COVID-19 salgını, doğadaki biyoçeşitliliğe dokunulmaması, ekosistemdeki mükemmel döngünün bozulmaması gerektiğini, doğanın ne kadar önemli olduğunu bir kez daha gösterdi. Biyoçeşitliliğin, ekosisteme küçük bir müdahalenin dünyadaki her şeyi nasıl değiştirebildiği, bundan en çok ve olumsuz etkilenenin de insan olduğu kanıtlandı.
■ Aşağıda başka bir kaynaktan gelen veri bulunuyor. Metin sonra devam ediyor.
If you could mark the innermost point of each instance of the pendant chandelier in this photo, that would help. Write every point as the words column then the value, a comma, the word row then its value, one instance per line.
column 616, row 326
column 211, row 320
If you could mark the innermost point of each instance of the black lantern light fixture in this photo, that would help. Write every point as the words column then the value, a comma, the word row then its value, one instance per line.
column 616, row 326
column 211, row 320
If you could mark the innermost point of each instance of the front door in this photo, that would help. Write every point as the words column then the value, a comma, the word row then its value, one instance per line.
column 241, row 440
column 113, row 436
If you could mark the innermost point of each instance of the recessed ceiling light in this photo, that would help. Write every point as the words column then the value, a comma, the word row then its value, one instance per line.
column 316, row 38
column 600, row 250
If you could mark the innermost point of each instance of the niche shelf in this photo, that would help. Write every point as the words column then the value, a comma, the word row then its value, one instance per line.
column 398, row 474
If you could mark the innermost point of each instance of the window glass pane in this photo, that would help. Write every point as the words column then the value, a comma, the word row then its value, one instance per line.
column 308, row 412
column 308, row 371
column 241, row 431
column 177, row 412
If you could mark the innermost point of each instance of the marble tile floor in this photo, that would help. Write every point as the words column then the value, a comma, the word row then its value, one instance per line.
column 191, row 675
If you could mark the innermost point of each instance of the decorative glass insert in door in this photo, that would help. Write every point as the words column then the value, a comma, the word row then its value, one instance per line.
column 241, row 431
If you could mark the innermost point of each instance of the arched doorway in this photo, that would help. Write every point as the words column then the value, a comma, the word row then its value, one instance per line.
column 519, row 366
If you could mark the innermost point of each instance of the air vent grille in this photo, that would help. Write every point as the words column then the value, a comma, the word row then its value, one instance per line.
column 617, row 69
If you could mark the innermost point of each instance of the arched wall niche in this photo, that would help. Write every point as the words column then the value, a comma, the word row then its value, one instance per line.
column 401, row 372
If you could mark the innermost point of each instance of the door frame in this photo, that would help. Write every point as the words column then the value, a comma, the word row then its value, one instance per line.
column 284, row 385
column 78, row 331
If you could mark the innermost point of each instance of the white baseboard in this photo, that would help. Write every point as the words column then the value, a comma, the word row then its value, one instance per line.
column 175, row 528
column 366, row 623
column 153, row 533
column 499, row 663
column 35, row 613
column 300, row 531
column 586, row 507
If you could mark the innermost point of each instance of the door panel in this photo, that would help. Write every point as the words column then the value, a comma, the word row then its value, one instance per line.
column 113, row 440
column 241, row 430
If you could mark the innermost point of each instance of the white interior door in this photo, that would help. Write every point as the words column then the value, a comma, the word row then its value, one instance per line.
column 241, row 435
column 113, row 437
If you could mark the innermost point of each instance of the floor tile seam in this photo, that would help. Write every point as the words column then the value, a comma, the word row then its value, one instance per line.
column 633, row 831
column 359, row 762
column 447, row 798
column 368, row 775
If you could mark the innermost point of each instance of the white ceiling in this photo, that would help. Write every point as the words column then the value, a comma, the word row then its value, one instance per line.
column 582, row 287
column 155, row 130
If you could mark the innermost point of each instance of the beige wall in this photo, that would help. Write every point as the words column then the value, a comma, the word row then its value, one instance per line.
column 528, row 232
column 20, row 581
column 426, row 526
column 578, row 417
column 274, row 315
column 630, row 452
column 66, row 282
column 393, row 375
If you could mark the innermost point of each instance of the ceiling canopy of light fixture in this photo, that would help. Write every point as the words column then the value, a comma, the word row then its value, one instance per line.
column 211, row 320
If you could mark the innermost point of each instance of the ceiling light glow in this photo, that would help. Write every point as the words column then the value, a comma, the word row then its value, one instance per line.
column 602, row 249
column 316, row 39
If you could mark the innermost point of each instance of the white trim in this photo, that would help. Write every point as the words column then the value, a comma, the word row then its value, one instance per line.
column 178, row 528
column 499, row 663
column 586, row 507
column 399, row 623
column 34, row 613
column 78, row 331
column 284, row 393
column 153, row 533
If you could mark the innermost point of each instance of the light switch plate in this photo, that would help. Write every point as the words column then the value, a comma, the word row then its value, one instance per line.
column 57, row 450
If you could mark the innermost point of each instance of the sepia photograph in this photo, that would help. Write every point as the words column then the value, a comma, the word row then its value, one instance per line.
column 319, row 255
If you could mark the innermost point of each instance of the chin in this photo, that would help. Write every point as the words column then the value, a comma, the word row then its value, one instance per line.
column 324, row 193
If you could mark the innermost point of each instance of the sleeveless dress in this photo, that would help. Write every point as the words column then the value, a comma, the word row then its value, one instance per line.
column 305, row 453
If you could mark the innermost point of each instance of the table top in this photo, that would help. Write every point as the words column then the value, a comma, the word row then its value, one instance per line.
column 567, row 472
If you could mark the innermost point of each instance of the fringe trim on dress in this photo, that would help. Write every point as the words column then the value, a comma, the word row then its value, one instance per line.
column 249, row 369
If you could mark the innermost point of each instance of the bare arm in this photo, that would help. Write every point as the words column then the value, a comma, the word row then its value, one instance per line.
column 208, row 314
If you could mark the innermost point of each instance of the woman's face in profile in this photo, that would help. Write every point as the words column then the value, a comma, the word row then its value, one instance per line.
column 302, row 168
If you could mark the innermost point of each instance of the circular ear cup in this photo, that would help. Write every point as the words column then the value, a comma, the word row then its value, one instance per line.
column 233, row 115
Geçen mart ayında Sürdürülebilir Yaşam Derneği (SUYADER) ve Toros Üniversitesi’nin çevrimiçi olarak düzenlenen 2. Uluslararası Sürdürülebilir Yaşam Kongresi’nde bilim insanları gezegenin yok olma riski ile karşı karşıya olduğunu ısrarla vurguladı. Bireylerin refahı için insanlığın ve doğanın refahını sağlamanın ön koşul olduğunu dile getirdi.
Biyoçeşitliliğin arttırılması için koruma alanlarını çoğaltacak, restorasyon, doğa koruma ve planlama alanlarına yatırım yapacak, sürdürülebilir tarım aktivitelerine ve tarım ticaretini teşvik edecek ve hayvansal besin tüketimini kademeli olarak azaltacak politikalara ve teşviklere ihtiyaç olduğuna dikkat çekildi.
HIZLI VE BÜYÜK KAYIPLAR
Biyoçeşitlilik ile ilgili sorunlara dikkat çekmek amacıyla Biyolojik Çeşitlilik Sözleşmesi’nin kabul edildiği gün olan 22 Mayıs, Birleşmiş Milletlerce “Uluslararası Biyolojik Çeşitlilik Günü” olarak kutlanıyor.
Bilim insanlarına göre insanın sorumsuz tüketim davranışları, tarımsal üretim sistemlerinde kimyasalların daha fazla ve kontrolsüz kullanılması, inşaat, taş ocakçılığı, orman, okyanus, nehir, göl ve toprakların aşırı sömürüsü, yabancı türlerin istilaları, kirlilik yüzünden yaşadığımız dünyada biyolojik çeşitlilikte hızlı ve büyük kayıplar yaşanıyor. Bu durum insan hayatı üzerinde olumsuz etkiler yapıyor. Gezegenimizin yok olma süreci hızlanıyor. İnsanlar için yaşamsal öneme sahip olan su hızlı nüfus artışı, kirlenme ve yanlış kullanım baskısı altında hızla tükeniyor. Gıda, su, beslenme, eşitsizlik gibi toplumsal krizler çoğalıyor, yaşamın bir parçası haline geliyor. Covid-19 gibi salgınlarla birlikte bu tür krizlerin görünmeyen boyutları su yüzüne çıktı. Doğal yaşam zincirine müdahale edilmeden, dünyadaki her türün kendi ekosisteminde yaşaması için, biyoçeşitliliğin korunma bilincinin oluşması gerekiyor.